A more concerning outcome, of course, would be a severe recession. Here, risk markets again are repricing for potential Fed over-tightening that leads to a deep recession. Given the Fed’s history, this is a non-negligible outcome. A key element of this process is the Fed’s time frame. A gradual diminution of inflation is very likely—particularly under a restrictive monetary policy regime. The headline and core PCE inflator (the Fed’s preferred inflation measure) have only recently rolled over. But market conditions are tightening and the yield curve remains inverted.
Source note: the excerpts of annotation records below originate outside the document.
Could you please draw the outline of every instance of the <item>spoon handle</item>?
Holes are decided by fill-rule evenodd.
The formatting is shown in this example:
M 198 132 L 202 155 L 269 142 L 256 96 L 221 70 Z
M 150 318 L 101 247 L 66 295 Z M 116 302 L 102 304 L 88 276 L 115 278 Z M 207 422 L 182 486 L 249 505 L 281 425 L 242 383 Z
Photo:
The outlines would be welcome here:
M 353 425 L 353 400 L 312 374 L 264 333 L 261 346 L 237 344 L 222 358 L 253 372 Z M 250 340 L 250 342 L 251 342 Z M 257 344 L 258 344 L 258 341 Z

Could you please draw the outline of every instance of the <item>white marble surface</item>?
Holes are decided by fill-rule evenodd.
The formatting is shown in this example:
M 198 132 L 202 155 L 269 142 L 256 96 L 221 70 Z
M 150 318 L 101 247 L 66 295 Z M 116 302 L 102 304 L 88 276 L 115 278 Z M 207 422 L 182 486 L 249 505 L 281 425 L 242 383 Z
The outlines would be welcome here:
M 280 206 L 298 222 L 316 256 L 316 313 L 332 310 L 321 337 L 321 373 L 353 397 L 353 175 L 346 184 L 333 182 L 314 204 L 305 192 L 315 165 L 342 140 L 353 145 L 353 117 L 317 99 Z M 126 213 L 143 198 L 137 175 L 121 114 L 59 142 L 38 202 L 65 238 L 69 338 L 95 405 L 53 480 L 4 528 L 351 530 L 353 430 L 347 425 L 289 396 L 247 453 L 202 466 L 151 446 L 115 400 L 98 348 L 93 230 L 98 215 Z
Fed Vice Chair Williams’ comments in this regard are instructive. Working the core rate of inflation down over a three-year period is a reasonable and not overly heroic goal. Policy rates have to remain restrictive, but perhaps not overly so. The six-month core PCE inflation rate is already down to 4.1%. A goal of getting this annualized rate below 4% by year-end, and below 3% by year-end 2023 seems eminently achievable. If this strategy remains in place, short-term rates above the base case would be unnecessary.
Many pundits, perhaps encouraged by Powell’s numerous references, point to the deep recession after Volcker tightened precipitously in the early 1980s. But, there are profound differences between now and then. Then, the inflation challenge was two decades in the making by 1980. Inflation expectations had ratcheted up progressively for years, and changing such entrenched psychology required severe medicine. Even with the initial recessionary pain, the long-term battle against inflation was fought over numerous business cycles. The key was that each business cycle inflation peak was lower than the last, as was each business cycle trough. Double-digit core inflation was reduced steadily to the Fed’s 2% target by the early 2000s.
Now, the challenge is in crafting a response to this one-time pandemic/war event. The rise in inflation expectations is barely two years old. Core inflation can and needs to be whittled back to 2% over time. But once confidence in this process is restored, markets may quickly recalibrate to a less precarious future.
It’s interesting that the discussion of Volcker often centers on the initial years of higher short-term interest rates and a deep recession. Another point worth considering is the environment experienced in not only the immediate but long aftermath. That was one of disinflation, exceptional returns for bond markets and heady times for risk assets. The path to much lower inflation rates is now visible. It will be bumpy and it may take time. But markets are forward looking and lower inflation underpins the case for all financial assets.